Auf diesen Angriff reagierte Sismondi 1820 in Pellegrino Rossis Annales de Jurisprudence mit dem Artikel „Untersuchung der Frage: Wächst in der Gesellschaft zugleich mit der Fähigkeit zu produzieren auch die Fähigkeit zu verbrauchen?“[24] Am Beispiel der Leipziger Buchmesse zeigte er gegen McCullochs These, das Angebot einer Art von Gut bestimme die Nachfrage nach einem anderen, dass es mitnichten der Fall sei, dass ein Buch gegen ein anderes Buch getauscht werde, hingegen es sehr wohl der Fall sein könnte, dass nach der Messe Bücher unverkauft zurückblieben.

Im Kern ging es hier nach Rosa Luxemburg um die Frage: „Wo findet man Abnehmer für den Überschuß an Waren, wenn ein Teil des Mehrwerts, statt von den Kapitalisten privat konsumiert zu werden, kapitalisiert, d. h. zur Erweiterung der Produktion über das Einkommen der Gesellschaft hinaus verwendet wird?“[25] Sismondi hatte das richtige Gespür für das Problem, konnte sich aber nicht mit einer stringenten Argumentation durchsetzen, weil er ebenso wie sein Gegner und zuvor schon Adam Smith den Ersatz des verschlissenen konstanten Kapitals bei der „einfachen Reproduktion“ nicht berücksichtigte.

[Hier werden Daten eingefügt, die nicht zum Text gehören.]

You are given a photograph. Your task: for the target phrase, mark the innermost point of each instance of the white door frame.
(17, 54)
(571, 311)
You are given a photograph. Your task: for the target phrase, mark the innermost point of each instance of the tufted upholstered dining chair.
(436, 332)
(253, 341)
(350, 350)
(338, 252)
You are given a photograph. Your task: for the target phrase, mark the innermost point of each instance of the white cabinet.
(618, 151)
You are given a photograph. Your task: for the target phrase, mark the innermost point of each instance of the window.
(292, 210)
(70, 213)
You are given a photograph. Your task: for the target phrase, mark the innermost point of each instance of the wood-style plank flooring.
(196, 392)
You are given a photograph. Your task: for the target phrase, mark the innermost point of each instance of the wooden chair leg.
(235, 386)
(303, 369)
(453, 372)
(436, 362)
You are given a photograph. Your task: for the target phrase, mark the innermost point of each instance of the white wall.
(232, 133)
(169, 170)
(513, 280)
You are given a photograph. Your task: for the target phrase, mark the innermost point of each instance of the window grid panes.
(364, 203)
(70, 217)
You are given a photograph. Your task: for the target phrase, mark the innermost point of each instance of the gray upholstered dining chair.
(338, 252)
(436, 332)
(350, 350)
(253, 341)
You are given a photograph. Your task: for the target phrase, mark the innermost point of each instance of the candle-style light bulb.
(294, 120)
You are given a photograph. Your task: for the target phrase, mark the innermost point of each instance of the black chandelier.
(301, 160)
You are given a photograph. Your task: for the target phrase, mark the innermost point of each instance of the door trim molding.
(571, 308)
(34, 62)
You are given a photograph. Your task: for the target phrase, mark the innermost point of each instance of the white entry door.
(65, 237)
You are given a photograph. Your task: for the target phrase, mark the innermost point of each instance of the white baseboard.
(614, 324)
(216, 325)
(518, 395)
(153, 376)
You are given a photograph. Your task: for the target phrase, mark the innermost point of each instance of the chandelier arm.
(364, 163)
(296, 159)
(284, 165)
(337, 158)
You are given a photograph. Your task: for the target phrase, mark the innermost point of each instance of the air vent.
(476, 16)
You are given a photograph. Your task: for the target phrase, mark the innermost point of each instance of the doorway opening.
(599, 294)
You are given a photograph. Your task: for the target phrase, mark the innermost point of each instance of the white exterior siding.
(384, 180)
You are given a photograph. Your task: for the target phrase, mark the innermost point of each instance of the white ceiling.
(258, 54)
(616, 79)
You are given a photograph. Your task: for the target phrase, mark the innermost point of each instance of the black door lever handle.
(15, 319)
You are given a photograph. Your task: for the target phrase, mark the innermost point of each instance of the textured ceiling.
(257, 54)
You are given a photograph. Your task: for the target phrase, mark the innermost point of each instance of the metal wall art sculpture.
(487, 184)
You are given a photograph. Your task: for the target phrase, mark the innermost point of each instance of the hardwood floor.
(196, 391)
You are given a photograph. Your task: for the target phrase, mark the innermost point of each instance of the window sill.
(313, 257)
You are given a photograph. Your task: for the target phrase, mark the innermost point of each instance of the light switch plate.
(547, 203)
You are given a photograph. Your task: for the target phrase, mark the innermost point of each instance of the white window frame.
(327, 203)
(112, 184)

Im Buch IV seiner Nouveaux principes, im Kapitel VII: Von der Teilung der Arbeit und von den Maschinen sowie im Buch VII, Kapitel VII: Maschinen schaffen eine überflüssige Bevölkerung hatte Sismondi die ricardianische „Kompensationstheorie“ frontal angegriffen, dass Maschinen immer mindestens genauso viel Beschäftigung schafften, wie sie ersetzten. In der 3. Auflage seiner Principles fügte nun Ricardo ein neues Kapitel an, worin er die Kompensationstheorie fallen ließ. In seinem letzten Lebensjahr noch traf sich Ricardo mit Sismondi in Genf, um diese Frage zu diskutieren, wobei sie die Möglichkeit des Außenhandels außen vor ließen: Schafft die Produktion aus sich selbst heraus, d. h. durch ihre eigene Vermehrung, eine entsprechend große Nachfrage? – In der Folgezeit führte Sismondi über dieselbe Frage auch noch eine direkte Kontroverse mit Jean-Baptiste Say.[26]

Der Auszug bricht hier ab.